A downside to this new approach is that you have to keep an encrypted copy of the salt for use in re-generating the brainwallet keys.
This kinda makes it not a real brain wallet anymore.
I think essentially the problem boils down to creating
truly unique, strong passwords. "Bob is a great guy" is a very bad example, because this is by no means a strong password.
A better example would be:
Kazimir^1982^Scruffy^51^Mantenna^Raspberry
where Kazimir is my name, 1982 is my birth year, Scruffy is my dog's name (or my guinnea pig's), Blue is my favorite color, 51 is my lucky number, Mantenna was my favorite
He-Man action figure, and Raspberry is my favorite fruit. All separated by a ^ because I think it's a funny character.

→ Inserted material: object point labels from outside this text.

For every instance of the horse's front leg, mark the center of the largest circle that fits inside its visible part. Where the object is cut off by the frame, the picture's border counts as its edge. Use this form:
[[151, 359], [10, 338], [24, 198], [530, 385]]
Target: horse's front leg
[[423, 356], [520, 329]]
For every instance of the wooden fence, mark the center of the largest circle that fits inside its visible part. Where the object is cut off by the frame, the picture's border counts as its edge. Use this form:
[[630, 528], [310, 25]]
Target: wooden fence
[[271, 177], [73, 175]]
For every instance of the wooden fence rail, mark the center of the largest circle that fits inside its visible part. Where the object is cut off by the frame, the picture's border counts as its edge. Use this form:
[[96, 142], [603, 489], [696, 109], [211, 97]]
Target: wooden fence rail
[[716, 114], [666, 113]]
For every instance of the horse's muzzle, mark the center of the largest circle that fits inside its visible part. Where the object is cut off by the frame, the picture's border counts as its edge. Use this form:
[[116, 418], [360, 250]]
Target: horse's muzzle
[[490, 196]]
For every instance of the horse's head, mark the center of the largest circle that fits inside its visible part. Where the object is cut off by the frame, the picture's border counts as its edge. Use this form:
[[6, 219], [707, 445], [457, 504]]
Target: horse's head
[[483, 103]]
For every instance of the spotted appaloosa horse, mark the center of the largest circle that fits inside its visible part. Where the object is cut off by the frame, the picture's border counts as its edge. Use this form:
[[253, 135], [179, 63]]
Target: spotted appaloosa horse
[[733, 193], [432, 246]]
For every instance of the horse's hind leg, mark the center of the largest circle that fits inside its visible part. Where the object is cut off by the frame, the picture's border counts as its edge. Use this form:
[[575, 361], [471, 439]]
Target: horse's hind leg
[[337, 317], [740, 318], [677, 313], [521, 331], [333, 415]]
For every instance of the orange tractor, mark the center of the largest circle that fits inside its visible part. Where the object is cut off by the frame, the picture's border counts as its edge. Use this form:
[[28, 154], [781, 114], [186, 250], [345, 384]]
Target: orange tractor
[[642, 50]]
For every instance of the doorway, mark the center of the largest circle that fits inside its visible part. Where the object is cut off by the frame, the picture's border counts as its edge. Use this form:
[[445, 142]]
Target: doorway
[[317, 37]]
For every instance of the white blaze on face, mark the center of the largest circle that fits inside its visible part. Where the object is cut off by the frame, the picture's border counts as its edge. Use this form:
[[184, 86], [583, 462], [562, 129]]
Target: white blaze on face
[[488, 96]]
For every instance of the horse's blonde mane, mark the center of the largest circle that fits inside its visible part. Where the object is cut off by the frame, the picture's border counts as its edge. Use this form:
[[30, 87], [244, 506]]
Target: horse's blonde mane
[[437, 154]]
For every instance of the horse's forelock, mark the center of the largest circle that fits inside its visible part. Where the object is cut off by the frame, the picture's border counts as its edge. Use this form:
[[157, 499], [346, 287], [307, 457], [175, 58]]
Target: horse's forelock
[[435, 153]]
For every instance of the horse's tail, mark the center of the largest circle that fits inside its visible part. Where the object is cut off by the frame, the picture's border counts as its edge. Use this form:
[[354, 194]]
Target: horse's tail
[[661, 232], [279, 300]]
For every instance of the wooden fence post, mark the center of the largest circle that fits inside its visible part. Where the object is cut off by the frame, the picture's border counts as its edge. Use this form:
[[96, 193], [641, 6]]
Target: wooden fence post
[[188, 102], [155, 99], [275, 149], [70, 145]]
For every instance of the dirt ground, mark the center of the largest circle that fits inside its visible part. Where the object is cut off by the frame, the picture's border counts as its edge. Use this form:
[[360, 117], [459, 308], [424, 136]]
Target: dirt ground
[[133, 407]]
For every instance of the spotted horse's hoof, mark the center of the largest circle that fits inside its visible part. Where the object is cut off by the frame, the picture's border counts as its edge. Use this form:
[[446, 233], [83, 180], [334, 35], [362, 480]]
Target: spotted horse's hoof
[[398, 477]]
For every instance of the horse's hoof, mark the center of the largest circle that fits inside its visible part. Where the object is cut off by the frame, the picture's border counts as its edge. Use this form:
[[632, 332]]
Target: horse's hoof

No dictionary attack in the world (not even a personalized / targeted one) is gonna crack this
And a single SHA256 hash step without additional salt or trickery, surely has enough entropy to make a safe brain wallet.
And rather than
this example I would prefer uncommon, irregular words or names or numbers or phrases that have a special meaning to you. Easy for you to remember, impossible for others to guess or brute force. Be creative: the teacher from high school you hated most (and don't capitalize his name). Your favorite movie. Your first boy/girlfriend's name, perhaps spelled backwards. Your social security number. The first model game console or home computer you ever had (e.g. Commodore 64). That strange word your little brother used to yell. Your favorite pizza. You get the idea.
Don't combine too many terms though, otherwise you'll have a hard time putting everything back in place. Use some kinda scheme or logic that makes sense to YOU. Some 5 random terms or so should be fine.